Ontem, quando estava a fazer as últimas compras de Natal, ao escolher “aquela” carteira especial para a minha mãe ou aquele blusão “radical” para a minha enteada irreverente, senti uma infantil ansiedade, pela hora da festa e ocasião para distribuirmos aqueles presentes tão “especiais” para a nossa gente tão querida.
É por estas razões que defendo o ritual do presente de Natal, que deveria conter um sentido profundo e cristão, o do reencontro dos homens de boa vontade: um autêntico tributo ao Nosso Senhor e Salvador, que nesse dia se nos apresenta como um frágil e radiante menino, que para nossa realização e felicidade deveríamos saber manter sempre vivo dentro de nós.

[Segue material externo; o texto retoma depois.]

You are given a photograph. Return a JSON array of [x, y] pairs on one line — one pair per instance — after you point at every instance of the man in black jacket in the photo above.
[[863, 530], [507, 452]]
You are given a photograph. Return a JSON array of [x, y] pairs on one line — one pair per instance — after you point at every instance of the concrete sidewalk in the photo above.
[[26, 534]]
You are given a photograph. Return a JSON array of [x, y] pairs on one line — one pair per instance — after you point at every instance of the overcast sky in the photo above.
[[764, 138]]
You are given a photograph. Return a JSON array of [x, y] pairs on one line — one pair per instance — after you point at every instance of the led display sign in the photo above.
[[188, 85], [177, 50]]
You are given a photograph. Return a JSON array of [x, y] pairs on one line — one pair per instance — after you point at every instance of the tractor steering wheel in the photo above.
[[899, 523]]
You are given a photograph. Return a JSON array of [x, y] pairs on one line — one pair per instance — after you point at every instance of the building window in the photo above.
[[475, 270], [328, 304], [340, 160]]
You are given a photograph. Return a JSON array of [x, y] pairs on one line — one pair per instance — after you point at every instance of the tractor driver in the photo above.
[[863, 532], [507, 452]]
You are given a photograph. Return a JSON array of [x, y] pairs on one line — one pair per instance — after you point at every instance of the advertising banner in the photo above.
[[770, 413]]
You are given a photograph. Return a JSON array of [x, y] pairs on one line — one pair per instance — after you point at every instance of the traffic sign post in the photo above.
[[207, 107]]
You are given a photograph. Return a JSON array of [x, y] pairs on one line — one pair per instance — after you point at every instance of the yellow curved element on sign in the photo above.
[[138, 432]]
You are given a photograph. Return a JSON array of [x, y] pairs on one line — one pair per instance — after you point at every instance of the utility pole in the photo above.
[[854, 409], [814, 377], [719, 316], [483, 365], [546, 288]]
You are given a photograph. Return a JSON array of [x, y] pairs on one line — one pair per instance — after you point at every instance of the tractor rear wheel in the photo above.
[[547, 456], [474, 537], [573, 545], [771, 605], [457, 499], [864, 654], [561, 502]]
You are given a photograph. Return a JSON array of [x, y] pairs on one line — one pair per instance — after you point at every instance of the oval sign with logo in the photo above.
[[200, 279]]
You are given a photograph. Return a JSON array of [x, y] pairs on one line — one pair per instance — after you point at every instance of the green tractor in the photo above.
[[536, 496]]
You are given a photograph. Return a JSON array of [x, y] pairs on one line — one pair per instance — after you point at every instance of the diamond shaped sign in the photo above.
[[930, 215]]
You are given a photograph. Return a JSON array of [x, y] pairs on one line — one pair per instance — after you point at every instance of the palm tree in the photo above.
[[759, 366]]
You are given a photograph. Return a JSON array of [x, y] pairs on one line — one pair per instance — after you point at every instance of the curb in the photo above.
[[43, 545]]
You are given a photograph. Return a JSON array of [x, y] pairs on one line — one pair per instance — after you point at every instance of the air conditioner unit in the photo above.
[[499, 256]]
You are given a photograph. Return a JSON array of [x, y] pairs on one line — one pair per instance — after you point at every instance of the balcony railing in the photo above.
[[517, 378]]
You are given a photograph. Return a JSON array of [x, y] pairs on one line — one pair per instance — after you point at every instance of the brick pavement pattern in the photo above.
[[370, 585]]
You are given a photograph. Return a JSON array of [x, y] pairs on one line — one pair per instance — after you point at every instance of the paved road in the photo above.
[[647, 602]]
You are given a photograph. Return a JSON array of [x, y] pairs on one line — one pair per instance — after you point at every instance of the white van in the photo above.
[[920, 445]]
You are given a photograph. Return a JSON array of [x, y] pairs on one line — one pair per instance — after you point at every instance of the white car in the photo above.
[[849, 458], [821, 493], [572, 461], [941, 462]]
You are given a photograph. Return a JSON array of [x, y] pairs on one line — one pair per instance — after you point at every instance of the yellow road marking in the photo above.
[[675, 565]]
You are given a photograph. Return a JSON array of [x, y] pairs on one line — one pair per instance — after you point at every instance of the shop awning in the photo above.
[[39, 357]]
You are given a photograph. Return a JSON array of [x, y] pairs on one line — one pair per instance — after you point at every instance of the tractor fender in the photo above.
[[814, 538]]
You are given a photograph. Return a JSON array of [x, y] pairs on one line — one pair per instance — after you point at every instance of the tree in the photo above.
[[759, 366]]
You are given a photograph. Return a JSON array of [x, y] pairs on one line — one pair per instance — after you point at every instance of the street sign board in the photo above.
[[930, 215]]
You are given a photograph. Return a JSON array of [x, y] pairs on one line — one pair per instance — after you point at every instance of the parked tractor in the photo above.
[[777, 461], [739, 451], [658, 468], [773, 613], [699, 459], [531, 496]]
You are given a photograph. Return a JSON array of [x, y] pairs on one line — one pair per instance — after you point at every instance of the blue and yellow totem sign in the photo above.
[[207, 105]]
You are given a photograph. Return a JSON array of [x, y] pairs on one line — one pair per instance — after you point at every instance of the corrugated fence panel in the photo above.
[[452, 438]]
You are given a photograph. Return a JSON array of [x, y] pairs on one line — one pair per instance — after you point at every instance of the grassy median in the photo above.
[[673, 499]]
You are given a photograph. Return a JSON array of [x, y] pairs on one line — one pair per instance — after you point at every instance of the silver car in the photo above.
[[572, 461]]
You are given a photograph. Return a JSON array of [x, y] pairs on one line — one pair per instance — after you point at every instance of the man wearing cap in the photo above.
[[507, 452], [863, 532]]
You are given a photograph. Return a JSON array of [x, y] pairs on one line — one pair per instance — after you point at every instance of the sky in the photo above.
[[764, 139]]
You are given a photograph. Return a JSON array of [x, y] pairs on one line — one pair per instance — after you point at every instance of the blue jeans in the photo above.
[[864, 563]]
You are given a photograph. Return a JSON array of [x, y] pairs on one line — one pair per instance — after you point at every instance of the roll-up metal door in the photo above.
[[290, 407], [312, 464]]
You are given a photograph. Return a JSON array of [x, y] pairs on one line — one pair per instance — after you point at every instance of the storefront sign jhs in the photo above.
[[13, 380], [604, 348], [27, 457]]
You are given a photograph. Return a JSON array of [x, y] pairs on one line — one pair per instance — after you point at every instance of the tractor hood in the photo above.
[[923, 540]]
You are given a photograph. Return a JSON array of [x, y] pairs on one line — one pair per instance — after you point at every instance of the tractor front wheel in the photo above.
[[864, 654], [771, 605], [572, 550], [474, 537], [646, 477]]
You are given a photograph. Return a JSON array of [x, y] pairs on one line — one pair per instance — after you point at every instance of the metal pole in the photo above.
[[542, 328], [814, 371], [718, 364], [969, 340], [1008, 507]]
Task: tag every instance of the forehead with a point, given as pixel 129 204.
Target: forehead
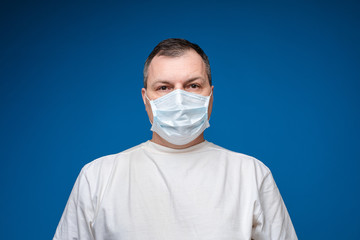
pixel 188 65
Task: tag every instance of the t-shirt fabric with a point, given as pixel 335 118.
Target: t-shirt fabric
pixel 151 192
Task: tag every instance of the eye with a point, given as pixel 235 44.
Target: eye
pixel 162 88
pixel 194 85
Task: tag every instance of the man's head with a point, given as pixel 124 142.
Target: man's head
pixel 175 47
pixel 176 64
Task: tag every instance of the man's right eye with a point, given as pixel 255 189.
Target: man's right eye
pixel 163 88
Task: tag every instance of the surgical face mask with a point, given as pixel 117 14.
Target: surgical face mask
pixel 179 117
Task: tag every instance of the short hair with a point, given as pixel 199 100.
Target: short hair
pixel 175 47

A todos os leitores e amigos do Corta-fitas aproveito para aqui deixar os meus sinceros votos de um muito feliz Natal.

Domingo - 4º do Advento

Evangelho segundo São Mateus 1, 18-24

O nascimento de Jesus deu-se do seguinte modo: Maria, sua Mãe, noiva de José, antes de terem vivido em comum, encontrara-se grávida por virtude do Espírito Santo. Mas José, seu esposo, que era justo e não queria difamá-la, resolveu repudiá-la em segredo. Tinha ele assim pensado, quando lhe apareceu num sonho o Anjo do Senhor, que lhe disse: «José, filho de David, não temas receber Maria, tua esposa, pois o que nela se gerou é fruto do Espírito Santo. Ela dará à luz um Filho e tu pôr-Lhe-ás o nome de Jesus, porque Ele salvará o povo dos seus pecados». Tudo isto aconteceu para se cumprir o que o Senhor anunciara por meio do Profeta, que diz: «A Virgem conceberá e dará à luz um Filho, que será chamado ‘Emanuel’, que quer dizer ‘Deus connosco’». Quando despertou do sono, José fez como o Anjo do Senhor lhe ordenara e recebeu sua esposa.